Bien sûr, parce que c'est un problème mondial. J'en ai parlé à plusieurs reprises à mes collègues de Barcelone, confrontés à la même difficulté, et nous avons décidé de construire une alliance des villes, d'en appeler régulièrement à la commission européenne : nous avons décidé de plaider ensemble la cause des villes parce que nous serons plus forts si nous sommes unis. (…) Airbnb fait matin, midi et soir du lobbying auprès de la Commission européenne pour empêcher les villes de mettre en place des outils de régulation. L'échelle européenne, c'est la bonne échelle pour lutter face à ces mastodontes.

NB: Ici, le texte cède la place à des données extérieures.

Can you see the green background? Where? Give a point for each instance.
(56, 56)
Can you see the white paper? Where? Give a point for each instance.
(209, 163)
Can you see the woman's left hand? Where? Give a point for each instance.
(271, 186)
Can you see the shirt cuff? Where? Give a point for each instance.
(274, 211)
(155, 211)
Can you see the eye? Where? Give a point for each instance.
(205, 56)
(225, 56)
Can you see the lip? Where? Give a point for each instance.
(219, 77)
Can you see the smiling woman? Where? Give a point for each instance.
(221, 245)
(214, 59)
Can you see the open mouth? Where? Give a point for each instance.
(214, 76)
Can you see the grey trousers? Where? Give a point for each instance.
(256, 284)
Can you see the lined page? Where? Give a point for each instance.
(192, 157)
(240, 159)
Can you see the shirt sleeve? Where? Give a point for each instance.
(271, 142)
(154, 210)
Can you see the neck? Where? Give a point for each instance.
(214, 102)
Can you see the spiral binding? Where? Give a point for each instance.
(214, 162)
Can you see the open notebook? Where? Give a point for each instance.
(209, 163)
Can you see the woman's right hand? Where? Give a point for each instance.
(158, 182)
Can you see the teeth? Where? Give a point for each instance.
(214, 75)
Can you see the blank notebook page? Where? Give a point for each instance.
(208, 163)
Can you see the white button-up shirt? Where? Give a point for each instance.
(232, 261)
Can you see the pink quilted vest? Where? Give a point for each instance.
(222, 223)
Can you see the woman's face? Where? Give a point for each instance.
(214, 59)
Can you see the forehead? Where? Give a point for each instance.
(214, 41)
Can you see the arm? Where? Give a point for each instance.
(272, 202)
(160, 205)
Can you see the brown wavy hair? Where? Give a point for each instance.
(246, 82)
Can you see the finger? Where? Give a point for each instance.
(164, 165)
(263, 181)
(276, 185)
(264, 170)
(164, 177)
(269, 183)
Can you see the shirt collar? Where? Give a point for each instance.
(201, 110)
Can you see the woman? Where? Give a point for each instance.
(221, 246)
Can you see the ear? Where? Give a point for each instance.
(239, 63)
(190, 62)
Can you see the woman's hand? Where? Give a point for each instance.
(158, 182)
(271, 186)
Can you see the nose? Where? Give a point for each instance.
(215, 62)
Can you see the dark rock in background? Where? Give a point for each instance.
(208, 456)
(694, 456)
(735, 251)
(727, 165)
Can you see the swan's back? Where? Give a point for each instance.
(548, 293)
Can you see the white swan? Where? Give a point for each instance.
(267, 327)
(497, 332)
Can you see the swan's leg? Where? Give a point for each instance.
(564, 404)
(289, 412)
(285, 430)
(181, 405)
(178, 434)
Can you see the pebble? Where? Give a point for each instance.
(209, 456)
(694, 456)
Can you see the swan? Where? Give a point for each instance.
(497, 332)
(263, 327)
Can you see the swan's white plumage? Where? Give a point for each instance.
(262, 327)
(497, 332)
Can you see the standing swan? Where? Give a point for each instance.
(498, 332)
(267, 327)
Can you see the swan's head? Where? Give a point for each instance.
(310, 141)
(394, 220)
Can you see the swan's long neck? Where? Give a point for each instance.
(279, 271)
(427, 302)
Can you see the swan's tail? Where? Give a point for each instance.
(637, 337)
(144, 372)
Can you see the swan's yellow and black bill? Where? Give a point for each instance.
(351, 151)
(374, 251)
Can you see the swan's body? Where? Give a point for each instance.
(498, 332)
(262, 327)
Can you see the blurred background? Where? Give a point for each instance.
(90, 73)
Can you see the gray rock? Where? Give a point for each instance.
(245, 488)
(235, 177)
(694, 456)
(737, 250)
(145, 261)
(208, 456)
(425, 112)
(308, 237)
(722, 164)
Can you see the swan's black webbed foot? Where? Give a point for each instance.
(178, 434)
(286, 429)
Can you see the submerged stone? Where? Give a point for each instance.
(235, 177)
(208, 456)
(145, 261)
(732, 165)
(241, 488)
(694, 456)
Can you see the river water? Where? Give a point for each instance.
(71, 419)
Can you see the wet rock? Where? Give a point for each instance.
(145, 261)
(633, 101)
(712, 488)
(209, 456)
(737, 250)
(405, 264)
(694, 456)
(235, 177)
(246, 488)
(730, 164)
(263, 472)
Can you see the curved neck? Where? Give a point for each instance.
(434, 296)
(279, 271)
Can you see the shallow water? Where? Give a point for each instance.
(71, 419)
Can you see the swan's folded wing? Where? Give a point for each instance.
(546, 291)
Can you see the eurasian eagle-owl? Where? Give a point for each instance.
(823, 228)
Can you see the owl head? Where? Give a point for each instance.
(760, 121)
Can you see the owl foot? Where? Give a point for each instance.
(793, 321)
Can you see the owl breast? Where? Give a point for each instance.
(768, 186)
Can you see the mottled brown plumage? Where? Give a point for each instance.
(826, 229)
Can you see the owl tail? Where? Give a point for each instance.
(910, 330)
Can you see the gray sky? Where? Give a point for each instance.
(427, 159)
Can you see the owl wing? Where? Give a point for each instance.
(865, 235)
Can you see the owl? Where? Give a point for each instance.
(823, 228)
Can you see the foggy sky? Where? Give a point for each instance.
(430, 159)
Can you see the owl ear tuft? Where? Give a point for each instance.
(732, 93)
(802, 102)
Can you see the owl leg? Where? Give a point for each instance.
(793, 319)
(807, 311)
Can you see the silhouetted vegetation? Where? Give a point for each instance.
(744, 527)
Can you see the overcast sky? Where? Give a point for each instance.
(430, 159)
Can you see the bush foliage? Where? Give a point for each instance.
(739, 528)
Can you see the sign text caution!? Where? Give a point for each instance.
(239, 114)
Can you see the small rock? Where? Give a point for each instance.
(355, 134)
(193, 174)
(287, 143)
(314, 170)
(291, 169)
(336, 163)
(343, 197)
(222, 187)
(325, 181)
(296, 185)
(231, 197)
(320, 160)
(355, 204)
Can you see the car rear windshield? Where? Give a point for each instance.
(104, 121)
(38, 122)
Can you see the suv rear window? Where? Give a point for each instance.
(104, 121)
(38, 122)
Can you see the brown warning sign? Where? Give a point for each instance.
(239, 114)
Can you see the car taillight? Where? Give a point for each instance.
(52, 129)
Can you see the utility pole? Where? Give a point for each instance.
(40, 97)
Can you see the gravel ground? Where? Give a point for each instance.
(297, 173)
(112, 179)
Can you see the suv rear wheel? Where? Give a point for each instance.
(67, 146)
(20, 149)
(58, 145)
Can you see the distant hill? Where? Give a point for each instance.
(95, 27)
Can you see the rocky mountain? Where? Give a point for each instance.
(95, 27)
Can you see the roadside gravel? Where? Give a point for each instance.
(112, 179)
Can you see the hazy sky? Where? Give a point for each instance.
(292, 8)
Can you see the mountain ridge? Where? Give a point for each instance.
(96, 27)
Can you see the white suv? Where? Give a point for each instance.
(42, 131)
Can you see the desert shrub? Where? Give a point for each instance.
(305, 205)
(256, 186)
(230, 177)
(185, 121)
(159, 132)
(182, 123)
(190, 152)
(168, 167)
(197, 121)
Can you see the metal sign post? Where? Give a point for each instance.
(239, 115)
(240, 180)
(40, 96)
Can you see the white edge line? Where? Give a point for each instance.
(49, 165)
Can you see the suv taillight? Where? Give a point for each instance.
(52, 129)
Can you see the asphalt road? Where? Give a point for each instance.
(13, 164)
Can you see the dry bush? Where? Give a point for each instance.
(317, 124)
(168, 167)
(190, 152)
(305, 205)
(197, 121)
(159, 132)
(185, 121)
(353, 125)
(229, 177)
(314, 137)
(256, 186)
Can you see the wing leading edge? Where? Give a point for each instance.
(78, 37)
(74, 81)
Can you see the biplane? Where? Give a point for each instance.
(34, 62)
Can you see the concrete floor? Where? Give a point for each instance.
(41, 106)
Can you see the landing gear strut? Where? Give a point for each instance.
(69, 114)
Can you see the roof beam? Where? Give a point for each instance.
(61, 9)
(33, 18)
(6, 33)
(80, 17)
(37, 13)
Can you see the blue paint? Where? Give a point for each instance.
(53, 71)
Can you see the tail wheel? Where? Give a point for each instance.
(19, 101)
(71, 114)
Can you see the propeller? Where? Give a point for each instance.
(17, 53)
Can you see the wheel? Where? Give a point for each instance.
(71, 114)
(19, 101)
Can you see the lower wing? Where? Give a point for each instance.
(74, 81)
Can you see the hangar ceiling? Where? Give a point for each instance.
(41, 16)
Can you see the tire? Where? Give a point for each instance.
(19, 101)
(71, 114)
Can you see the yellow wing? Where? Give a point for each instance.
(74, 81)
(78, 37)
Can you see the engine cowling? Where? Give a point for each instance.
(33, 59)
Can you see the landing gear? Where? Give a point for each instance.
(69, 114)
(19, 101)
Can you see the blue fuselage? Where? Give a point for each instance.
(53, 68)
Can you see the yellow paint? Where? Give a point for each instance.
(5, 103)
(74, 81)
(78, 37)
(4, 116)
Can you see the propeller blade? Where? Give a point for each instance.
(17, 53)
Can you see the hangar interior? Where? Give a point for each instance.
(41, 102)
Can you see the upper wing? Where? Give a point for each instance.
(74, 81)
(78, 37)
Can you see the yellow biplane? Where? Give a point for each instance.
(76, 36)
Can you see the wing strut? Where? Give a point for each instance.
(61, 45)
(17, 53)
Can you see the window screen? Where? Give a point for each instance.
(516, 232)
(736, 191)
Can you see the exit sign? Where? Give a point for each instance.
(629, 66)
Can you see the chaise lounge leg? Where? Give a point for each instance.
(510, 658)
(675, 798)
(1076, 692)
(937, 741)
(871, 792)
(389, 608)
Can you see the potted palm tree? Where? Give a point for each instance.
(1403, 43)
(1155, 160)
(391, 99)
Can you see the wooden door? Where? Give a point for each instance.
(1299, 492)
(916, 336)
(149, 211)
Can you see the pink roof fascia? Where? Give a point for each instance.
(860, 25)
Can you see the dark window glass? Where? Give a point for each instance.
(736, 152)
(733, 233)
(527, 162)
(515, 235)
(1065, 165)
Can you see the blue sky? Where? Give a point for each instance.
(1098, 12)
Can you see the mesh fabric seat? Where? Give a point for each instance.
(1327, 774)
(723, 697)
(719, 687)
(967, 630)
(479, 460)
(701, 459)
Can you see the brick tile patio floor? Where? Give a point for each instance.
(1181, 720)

C'est aussi un enjeu de fiscalité, quand on voit la facilité avec laquelle ces multinationales se débrouillent pour ne pas payer d'impôts. Airbnb c'est 160 000 euros d'impôts en France, autant qu'une PME de quartier.

Mais l'offre touristique ne doit-elle pas aussi évoluer ? Airbnb propose un modèle peut-être plus adapté à la forme de tourisme d'aujourd'hui…

C'est la raison pour laquelle nous avons souhaité développer une offre hôtelière qui correspond mieux aux familles, notamment à celles qui ont un pouvoir d'achat relativement limité. Cela passe par la création d'hôtels de catégorie moyenne, et pour ce qui concerne les jeunes par la création d'auberges de jeunesse.